VIDEO: The Blu-Ray edition of the film is presented in 2.35:1 (1080P/VC-1) by Warner Brothers Home Entertainment. Presentation quality is certainly impressive, as many scenes offer an exceptional level of fine detail - even into the backgrounds. Pores on Smith's face and the hair on his dog are presented with crystal clarity. Scenes in the daytime on the streets of NYC look crisper and more detailed, with greater depth to the image. The Blu-Ray presentation makes some minor background details - a Time Magazine article with the Smith character's face stuck to the refrigerator in the character's home - stand out more clearly, whereas I would probably have not noticed it on DVD.
The presentation does not show any instances of print flaws or edge enhancement, but some minor, hardly noticable noise is seen in a few instances. The film's mostly subdued (intentionally, obviously) color palette appeared accurately presented, not looking smeary or otherwise problematic.
SOUND: The film is presented on Blu-Ray in Dolby TrueHD, as well as Dolby Digital 5.1 (English, French and Spanish options). While it wasn't quite as fierce or aggressive as one might expect, it really did provide a wonderfully enveloping experience, such as one particular scene where Neville has to hunt through an abandoned building after his dog ran in. Surrounds are put to great use during the film, both in the most intense sequences and quieter moments for effects and ambience. Audio quality was excellent, with impressive clarity and moments of deep, strong bass.

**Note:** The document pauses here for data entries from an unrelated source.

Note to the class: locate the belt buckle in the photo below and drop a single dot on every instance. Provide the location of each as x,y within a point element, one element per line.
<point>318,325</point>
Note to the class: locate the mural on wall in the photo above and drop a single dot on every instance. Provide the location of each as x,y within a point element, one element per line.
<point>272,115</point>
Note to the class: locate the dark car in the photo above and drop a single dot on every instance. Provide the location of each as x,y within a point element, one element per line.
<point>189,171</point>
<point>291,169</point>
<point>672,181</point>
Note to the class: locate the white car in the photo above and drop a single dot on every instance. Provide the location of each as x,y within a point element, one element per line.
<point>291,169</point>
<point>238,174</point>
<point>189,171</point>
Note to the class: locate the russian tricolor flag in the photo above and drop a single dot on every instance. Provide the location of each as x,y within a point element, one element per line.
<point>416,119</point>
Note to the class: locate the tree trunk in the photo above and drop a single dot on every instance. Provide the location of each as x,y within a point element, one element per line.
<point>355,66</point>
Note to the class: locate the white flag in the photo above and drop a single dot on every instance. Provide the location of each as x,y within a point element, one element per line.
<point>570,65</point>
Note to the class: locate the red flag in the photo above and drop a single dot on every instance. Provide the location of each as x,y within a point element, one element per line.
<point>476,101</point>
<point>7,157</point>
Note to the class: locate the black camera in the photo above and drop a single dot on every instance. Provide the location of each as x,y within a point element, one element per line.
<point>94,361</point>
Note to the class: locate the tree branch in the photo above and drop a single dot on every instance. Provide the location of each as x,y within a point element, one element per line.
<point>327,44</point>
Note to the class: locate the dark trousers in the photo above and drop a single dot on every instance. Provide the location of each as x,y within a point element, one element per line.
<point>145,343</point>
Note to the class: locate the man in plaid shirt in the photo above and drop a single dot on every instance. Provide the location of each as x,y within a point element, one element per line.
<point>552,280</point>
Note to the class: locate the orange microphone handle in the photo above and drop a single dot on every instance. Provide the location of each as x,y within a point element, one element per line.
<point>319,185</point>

EXTRAS: "Creating I Am Legend" is an extensive documentary that is made up of many smaller segments (thankfully there's a "play all", because trying to watch all these short segments without it would have gotten a little tedious to have to go back to the menu each time.) The documentaries can be a little fluffy and none go into terrific depth, but there are good tidbits and behind-the-scenes clips scattered throughout the programs and it is interesting watching the production try to film in the midst of New York City. The other, shorter documentary is "Cautionary Tale: The Science of I Am Legend", which takes a look at the reality of viruses. The four animated comics that were included on the regular DVD edition are also brought over for the Blu-Ray release.
The "alternate ending" version of the film (the ending being the difference from the theatrical cut) that was available on the second DVD of the Special Edition DVD set is available here, as viewers can choose between both versions of the film on the Blu-Ray. I won't spoil it, so lets just say that the alternate version (which runs an extra 4 minutes) is alternate for a reason: it really doesn't work very well.
Final Thoughts: Overall, while not without flaws, I liked this film quite a bit and director Francis Lawrence manages to once again positions himself as a reasonably promising big-budget director. The Blu-Ray edition of the film not only offers a fantastic audio/video presentation of the film that improves upon the very good standard DVD presentation, but the extras are more easily accessible. Recommended.